I tried without MONERO_RANDOMX_UMASK=16 and saw the same mprotect failure. I only added that environment variable as a test to try and fix the failure, but accidentally included it in my original issue.

phreaknik commented 3 years ago

@tevador to be thorough, I trimmed a lot of the fat out of my service, including removing the MONERO_RANDOMX_UMASK variable. Now the only "extra" option is the MmoryDenyWriteExecute=true.

[Unit]
Description=Monero daemon
After=network.target

[Service]
ExecStart=/usr/local/bin/monerod --detach \
                            --pidfile=/run/monerod/monerod.pid \
                            --data-dir=/mnt/raid6/monero
ExecStop=/usr/local/bin/monerod exit

# Make sure the config directory is readable by the service user
ExecStartPre=/bin/chgrp monero /etc/monero

# Process management
####################
Type=forking
PIDFile=/run/monerod/monerod.pid
Restart=on-failure
TimeoutStopSec=600

# Directory creation and permissions
####################################
# Run as monero:monero
User=monero
Group=monero

# /run/monerod
RuntimeDirectory=monerod
RuntimeDirectoryMode=0710

# Hardening measures
####################
# Deny the creation of writable and executable memory mappings.
MemoryDenyWriteExecute=true

[Install]
WantedBy=multi-user.target

And below is the log upon restarting the service:

2020-11-03 03:47:22.014 [P2P9]  INFO    global  src/cryptonote_protocol/cryptonote_protocol_handler.inl:368     [213.32.121.162:13928 OUT] Sync data returned a new top block candidate: 2215620 -> 2222198 [Your node is 6578 blocks (9.1 days) behind] 
2020-11-03 03:47:22.014 [P2P9]  INFO    global  src/cryptonote_protocol/cryptonote_protocol_handler.inl:368     SYNCHRONIZATION started
2020-11-03 03:47:30.566     7f743ebfb700        ERROR   default src/common/threadpool.cpp:170   Exception in threadpool job: mprotect failed

As you can see, I still get an mprotect failed error with just the MemoryDenyWriteExecute=true option. I believe this is a bug.

tevador commented 3 years ago

According to the systemd man pages, this is not a bug but the intended behavior of the MemoryDenyWriteExecute option:

MemoryDenyWriteExecute= Takes a boolean argument. If set, attempts to create memory mappings that are writable and executable at the same time, or to change existing memory mappings to become executable, or mapping shared memory segments as executable are prohibited. Specifically, a system call filter is added that rejects mmap(2) system calls with both PROT_EXEC and PROT_WRITE set, mprotect(2) or pkey_mprotect(2) system calls with PROT_EXEC set and shmat(2) system calls with SHM_EXEC set. Note that this option is incompatible with programs and libraries that generate program code dynamically at runtime, including JIT execution engines, executable stacks, and code "trampoline" feature of various C compilers.

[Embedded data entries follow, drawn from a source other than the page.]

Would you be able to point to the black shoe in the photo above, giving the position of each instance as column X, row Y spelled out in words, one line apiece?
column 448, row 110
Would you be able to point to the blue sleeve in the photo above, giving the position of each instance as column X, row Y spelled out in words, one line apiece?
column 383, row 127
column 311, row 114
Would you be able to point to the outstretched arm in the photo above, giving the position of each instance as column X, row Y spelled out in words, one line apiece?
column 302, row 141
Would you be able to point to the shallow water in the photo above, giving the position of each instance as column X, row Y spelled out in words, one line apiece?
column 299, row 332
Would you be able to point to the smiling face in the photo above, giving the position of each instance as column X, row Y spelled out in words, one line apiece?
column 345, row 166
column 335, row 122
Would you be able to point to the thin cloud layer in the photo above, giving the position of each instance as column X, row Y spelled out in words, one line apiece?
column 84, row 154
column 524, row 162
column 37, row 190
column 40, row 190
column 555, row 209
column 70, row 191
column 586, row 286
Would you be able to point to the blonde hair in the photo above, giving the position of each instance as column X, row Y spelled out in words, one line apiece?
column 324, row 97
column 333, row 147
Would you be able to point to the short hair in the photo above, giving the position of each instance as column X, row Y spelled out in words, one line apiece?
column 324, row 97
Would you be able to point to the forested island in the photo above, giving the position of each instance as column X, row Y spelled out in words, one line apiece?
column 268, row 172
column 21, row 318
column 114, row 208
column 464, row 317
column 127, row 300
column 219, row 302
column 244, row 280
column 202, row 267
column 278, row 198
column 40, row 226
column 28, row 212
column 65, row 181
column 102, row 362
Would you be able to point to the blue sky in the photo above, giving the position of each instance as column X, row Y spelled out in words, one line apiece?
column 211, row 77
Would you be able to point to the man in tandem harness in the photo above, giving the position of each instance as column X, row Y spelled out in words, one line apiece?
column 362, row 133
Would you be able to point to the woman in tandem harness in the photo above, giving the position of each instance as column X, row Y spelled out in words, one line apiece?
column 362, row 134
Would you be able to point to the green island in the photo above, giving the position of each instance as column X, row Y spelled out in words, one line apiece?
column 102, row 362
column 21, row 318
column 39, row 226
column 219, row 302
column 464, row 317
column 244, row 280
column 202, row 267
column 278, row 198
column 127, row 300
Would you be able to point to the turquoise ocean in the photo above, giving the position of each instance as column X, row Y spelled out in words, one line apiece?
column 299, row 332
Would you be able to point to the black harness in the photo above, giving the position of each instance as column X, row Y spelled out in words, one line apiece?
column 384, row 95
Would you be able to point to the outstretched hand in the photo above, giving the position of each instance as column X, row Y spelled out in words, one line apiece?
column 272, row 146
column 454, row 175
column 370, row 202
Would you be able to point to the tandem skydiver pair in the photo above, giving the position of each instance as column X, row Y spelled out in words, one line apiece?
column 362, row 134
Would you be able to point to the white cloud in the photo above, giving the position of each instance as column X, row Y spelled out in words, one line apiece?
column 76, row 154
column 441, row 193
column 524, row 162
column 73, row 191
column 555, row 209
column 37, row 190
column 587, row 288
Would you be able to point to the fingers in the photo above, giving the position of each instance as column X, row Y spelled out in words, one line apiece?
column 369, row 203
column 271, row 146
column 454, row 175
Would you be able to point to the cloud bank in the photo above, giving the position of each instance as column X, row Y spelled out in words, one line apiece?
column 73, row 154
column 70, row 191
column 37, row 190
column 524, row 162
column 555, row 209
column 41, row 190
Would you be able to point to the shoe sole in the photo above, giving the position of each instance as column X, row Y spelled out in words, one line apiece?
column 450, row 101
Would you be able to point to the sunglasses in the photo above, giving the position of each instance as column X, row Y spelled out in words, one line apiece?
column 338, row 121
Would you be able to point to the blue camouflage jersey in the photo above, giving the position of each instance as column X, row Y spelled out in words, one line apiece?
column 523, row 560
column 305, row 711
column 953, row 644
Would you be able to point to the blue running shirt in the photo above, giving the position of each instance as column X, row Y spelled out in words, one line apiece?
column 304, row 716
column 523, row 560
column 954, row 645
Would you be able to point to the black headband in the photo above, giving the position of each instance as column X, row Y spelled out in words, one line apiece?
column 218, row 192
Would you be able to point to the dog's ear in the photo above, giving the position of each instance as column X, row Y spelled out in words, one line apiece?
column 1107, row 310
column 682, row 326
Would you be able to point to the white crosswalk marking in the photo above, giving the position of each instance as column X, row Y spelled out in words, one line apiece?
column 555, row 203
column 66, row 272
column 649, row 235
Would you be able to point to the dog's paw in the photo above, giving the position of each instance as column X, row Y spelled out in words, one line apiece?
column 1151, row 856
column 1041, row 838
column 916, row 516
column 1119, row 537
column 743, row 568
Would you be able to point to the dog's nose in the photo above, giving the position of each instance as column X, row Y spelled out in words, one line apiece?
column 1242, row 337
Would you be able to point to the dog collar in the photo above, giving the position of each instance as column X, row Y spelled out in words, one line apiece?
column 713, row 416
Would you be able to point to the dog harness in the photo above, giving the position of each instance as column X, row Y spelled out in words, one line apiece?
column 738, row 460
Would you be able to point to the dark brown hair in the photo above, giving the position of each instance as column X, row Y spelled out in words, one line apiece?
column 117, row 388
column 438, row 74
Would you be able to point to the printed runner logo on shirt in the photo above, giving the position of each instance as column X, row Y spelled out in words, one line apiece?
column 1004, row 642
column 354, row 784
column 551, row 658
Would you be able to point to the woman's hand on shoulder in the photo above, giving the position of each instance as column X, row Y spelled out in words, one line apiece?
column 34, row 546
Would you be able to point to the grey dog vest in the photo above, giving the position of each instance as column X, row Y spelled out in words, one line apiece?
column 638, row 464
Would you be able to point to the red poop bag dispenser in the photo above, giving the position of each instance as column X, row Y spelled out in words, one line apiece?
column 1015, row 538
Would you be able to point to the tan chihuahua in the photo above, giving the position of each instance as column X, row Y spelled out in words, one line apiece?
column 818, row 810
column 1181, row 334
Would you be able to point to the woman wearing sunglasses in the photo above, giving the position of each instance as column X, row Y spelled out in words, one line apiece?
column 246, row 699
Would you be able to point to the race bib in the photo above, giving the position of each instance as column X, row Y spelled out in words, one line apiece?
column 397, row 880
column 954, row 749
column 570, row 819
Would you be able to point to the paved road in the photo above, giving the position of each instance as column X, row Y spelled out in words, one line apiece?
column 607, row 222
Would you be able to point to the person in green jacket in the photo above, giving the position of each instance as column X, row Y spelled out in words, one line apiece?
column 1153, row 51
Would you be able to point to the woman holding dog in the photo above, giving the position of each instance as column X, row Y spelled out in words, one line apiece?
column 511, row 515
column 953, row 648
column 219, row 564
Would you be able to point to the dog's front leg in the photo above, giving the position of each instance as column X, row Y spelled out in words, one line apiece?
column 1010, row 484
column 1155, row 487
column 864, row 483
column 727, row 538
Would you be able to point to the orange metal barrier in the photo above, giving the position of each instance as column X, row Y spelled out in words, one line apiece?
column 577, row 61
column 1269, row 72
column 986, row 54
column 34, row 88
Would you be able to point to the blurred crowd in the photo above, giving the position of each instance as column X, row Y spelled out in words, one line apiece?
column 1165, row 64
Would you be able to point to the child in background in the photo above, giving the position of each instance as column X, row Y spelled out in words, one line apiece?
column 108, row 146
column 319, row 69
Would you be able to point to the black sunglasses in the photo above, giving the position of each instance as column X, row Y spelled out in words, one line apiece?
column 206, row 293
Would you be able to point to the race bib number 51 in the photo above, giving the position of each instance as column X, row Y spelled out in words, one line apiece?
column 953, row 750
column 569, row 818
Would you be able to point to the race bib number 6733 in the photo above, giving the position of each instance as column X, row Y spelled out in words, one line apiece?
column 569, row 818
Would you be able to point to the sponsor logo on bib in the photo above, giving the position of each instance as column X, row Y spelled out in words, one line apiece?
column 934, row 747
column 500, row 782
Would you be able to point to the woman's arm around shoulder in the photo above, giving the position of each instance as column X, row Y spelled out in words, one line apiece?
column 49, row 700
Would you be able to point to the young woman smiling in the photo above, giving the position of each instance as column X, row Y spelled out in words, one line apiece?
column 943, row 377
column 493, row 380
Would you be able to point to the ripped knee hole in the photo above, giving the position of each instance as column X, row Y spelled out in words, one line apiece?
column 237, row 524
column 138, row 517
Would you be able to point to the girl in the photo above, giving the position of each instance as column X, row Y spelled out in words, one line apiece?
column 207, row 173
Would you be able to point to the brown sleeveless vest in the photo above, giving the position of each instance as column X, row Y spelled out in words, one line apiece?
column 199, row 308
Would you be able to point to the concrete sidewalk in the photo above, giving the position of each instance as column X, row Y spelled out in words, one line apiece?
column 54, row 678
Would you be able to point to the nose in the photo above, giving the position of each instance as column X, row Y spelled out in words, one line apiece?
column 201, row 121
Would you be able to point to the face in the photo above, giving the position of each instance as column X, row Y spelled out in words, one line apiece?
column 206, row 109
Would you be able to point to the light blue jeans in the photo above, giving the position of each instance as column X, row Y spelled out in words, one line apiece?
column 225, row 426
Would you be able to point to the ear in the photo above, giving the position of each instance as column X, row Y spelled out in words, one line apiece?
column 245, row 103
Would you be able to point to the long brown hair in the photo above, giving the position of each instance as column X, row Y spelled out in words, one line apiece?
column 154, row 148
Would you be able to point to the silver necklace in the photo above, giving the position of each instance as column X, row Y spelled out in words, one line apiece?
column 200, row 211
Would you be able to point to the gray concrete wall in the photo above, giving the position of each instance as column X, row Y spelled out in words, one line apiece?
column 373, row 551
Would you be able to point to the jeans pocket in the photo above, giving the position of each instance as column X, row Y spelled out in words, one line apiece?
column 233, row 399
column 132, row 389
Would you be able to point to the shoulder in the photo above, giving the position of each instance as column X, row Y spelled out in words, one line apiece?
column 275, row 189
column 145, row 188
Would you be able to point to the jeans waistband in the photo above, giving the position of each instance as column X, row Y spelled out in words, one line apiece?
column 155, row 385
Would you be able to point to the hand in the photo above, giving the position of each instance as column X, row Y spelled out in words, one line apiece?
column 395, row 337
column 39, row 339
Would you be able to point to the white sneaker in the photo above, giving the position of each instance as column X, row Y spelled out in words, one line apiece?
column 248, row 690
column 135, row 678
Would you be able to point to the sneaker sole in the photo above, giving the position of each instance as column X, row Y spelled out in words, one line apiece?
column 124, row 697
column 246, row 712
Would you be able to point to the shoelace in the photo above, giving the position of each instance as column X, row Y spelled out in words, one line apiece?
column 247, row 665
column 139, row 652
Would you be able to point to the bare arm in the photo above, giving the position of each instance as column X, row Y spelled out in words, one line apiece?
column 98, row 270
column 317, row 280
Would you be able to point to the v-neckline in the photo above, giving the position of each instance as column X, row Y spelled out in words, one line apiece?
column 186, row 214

Emphasis mine. The issue is that it not only enforces W^X, but also prevents existing mappings from being made executable. No JIT compiled code can work under these circumstances. If you insist about having it on, you need to use MONERO_RANDOMX_UMASK=8, which disables JIT altogether (at the cost of a much slower synchronization).

phreaknik commented 3 years ago

@tevador Ah, I see now. Thanks for the thorough response!